In an effort to be independent from whatever ISP I happen to be using, my website is now hosted on the Google Sites servers. Here is the URL. I guess I am now tied to Google (what with email, Blogger and now Google Sites). At least Flickr is separate…
The old Optus webpage will be removed and redirect to this one shortly.
Last weekend we went for a drive to Northam. It was a nice day for a picnic and it allowed me to see the famed Mute (White) Swans. There were only two I could find and they were located in a pond separate from the Avon River that has been set up to help build up numbers.
Mute Swans are on the Australian list, but given that these two were in captivity (I assume they can’t fly over the 1.5 m fence) I can’t really count them.
- Work switched from using a web-based Citrix login system to a Remote Desktop Connection system, making it impossible to login in to the company system from the main site that I work on up north (they block outgoing RDC);
- The workaround provided was a PCMCIA Telstra Wireless Broadband Card, which I installed on my laptop;
- The (very buggy) installer required a reboot (why?);
- On reboot, I could no longer log into my laptop (cached domain logins had expired, normally I just hibernate the laptop);
- Thankfully I knew the Local Administrator password so I can get to my work.

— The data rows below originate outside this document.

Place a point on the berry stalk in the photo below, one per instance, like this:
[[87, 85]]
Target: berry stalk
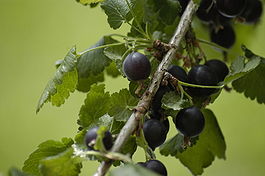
[[145, 101]]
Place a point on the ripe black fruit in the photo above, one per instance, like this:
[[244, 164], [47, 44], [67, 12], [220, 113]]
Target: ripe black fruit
[[156, 166], [190, 121], [91, 136], [206, 11], [136, 66], [253, 11], [230, 8], [201, 75], [224, 37], [219, 67], [178, 72], [155, 133]]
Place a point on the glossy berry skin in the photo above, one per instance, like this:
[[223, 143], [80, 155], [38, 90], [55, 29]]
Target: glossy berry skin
[[253, 11], [178, 72], [224, 37], [219, 67], [91, 137], [230, 8], [157, 167], [155, 133], [190, 121], [206, 11], [201, 75], [136, 67]]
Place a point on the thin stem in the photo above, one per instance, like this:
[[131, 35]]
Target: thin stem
[[199, 86], [143, 105], [212, 44], [100, 47]]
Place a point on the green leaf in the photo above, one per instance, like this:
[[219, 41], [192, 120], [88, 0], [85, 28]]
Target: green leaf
[[63, 164], [112, 70], [84, 84], [16, 172], [200, 155], [122, 104], [94, 62], [252, 84], [87, 2], [96, 105], [132, 170], [116, 54], [240, 68], [118, 11], [172, 100], [45, 149], [64, 81]]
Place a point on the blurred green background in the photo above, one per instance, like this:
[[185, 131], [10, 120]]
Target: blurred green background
[[35, 33]]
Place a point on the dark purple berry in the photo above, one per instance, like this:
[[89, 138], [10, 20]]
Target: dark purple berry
[[224, 36], [253, 11], [155, 133], [190, 121], [230, 8], [157, 167]]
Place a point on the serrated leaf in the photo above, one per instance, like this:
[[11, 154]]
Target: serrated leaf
[[122, 104], [112, 70], [118, 11], [63, 164], [45, 149], [87, 2], [84, 84], [64, 81], [132, 170], [94, 62], [252, 84], [240, 68], [96, 105], [173, 101], [210, 144], [16, 172], [116, 54]]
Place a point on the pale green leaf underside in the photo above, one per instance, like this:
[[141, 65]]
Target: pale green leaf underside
[[210, 144], [117, 11], [63, 164], [132, 170], [95, 106], [86, 2], [122, 104], [64, 81], [45, 149]]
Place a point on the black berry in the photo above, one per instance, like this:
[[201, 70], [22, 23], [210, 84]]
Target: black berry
[[190, 121], [155, 133], [230, 8], [219, 67], [206, 11], [136, 66], [201, 75], [225, 36], [178, 72], [253, 11], [91, 136], [156, 166]]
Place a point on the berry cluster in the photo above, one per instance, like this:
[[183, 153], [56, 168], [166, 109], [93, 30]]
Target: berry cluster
[[155, 166], [219, 14]]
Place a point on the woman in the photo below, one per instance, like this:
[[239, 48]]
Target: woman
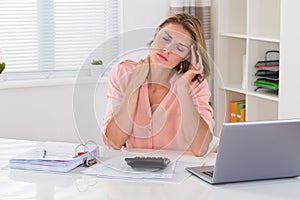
[[162, 101]]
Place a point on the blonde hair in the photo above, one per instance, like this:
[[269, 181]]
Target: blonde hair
[[195, 29]]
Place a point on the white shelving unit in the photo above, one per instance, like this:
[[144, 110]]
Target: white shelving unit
[[245, 30]]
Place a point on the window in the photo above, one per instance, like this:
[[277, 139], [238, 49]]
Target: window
[[46, 36]]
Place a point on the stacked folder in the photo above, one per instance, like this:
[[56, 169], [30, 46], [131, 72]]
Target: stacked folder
[[238, 111], [267, 74], [55, 156]]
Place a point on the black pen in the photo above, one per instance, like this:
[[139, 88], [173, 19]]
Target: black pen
[[45, 153]]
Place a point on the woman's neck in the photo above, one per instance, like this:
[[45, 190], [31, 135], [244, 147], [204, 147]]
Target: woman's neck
[[159, 75]]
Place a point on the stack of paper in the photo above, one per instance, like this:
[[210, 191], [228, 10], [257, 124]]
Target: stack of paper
[[52, 156]]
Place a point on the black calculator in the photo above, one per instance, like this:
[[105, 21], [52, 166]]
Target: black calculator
[[148, 162]]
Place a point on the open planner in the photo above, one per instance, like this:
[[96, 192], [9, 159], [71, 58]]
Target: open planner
[[56, 156]]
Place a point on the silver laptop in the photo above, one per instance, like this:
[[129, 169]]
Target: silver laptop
[[256, 150]]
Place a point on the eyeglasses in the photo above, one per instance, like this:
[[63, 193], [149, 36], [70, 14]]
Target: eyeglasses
[[165, 40]]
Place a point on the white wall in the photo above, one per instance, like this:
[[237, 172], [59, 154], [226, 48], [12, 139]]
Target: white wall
[[47, 112]]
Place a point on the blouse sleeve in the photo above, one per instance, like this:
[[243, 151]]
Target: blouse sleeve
[[200, 94], [117, 83]]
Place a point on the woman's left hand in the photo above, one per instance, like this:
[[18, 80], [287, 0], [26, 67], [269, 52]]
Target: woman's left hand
[[196, 67]]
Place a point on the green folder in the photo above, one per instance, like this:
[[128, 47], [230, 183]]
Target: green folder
[[239, 107], [266, 84]]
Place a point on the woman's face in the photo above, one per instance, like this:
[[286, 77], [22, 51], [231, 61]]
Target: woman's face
[[171, 45]]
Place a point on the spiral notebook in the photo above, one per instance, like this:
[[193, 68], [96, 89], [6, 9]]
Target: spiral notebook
[[55, 156]]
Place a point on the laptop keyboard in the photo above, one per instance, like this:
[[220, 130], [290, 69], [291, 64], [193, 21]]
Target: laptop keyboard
[[209, 173]]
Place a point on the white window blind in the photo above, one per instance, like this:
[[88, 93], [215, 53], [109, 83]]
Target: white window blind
[[55, 35]]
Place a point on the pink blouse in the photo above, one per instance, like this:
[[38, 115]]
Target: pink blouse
[[162, 128]]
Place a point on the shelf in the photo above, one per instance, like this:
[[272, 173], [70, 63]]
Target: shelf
[[264, 18], [235, 88], [233, 16], [261, 109], [247, 29], [233, 35], [266, 96], [265, 39], [231, 61], [256, 52]]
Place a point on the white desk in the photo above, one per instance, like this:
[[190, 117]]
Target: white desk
[[22, 184]]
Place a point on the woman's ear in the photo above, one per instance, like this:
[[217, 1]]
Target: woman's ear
[[156, 32]]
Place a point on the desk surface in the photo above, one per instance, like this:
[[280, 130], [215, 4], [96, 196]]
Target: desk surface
[[22, 184]]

Firstly, why replace a working solution for people on site with one that only works for a very limited number of sites (certainly not out main client sites)? Secondly, is there any rational use for Windows Domains? *
* I know the reasons that domains are used, they just seem to be the main cause of grief for me at the moment.
Yesterday I survived my first pelagic birding trip. We departed from Hillarys Boat Harbour at just gone 0700 and returned just after 1500. As this was my first pelagic, pretty much any sea bird that turned up was going to be a first for me. Here is my list (all are firsts for me):
- Australasian Gannet (Morus serrator);
- Hutton’s Shearwater (Puffinus huttoni);
- Soft-plumaged Petrel (Pterodroma mollis);
- Yellow-nosed Albatross (Diomedea chlorohynchos);
- Brown Skua (Catharacta skua);
- Black-browed Albatross (Diomedea melanophris);
- Cape Petrel (Daption capense);
- Great Winged Petrel (Pterodroma macroptera);
- Southern Giant Petrel (Macronectes giganteus).
Overall the trip was good. The birds showed up as planned and I didn’t get sick. The sea wasn’t too rough and the weather held out (despite threatening to rain for most of the day). Experienced sea birders were quite happy to identify and discuss birds to complete novices like myself. I will post some photographs once I have had a chance to sort through them.
Thanks to Frank O’Connor and the rest of the people who helped organise the day!